A quick example of how to read a training log, and plot something
```python
import pandas as pd
import matplotlib.pyplot as plt
fname = 'path/to/log.csv'
df = pd.read_csv(fname)

# plot moving average of accuracy over 10 iterations
df.accuracy.rolling(10, min_periods=1).mean().plot()
plt.ylabel("accuracy")
plt.xlabel("iteration")
plt.title("moving average of accuracy")
plt.show()

# list all column names
print(df.columns.values)
```

### Recording network output or running analysis
Documentation for analysis tools and output formatting is available in the main documentation at https://spine.readthedocs.io/.

## Repository Structure
* `bin` contains utility scripts for data processing
* `config` has example configuration files
* `docs` contains documentation source files  
* `src/spine` contains the main package code
* `test` contains unit tests using pytest

Please consult the documentation for detailed information about each component.

## Contributing

Before you start contributing to the code, please see the [contribution guidelines](CONTRIBUTING.md).

### Adding a new model

The SPINE framework is designed to be extensible. To add a new model:

1. **Data Loading**: Parsers exist for various sparse tensor and particle outputs in `spine.io.parse`. If you need fundamentally different data formats, you may need to add new parsers or collation functions.

2. **Model Implementation**: Add your model to the `spine.model` package.
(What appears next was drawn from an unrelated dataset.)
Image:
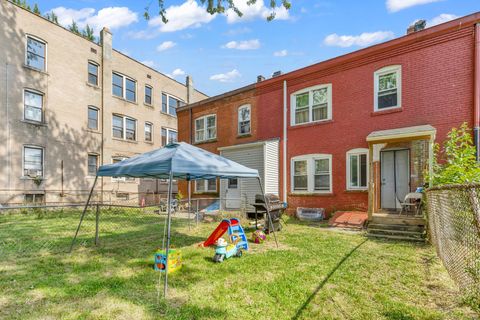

Include your model in the factory dictionary in `spine.model.factories` so it can be found by the configuration system.

3. **Configuration**: Create a configuration file in the `config/` folder that specifies your model architecture and training parameters.

Once these steps are complete, you should be able to train your model using the standard SPINE workflow.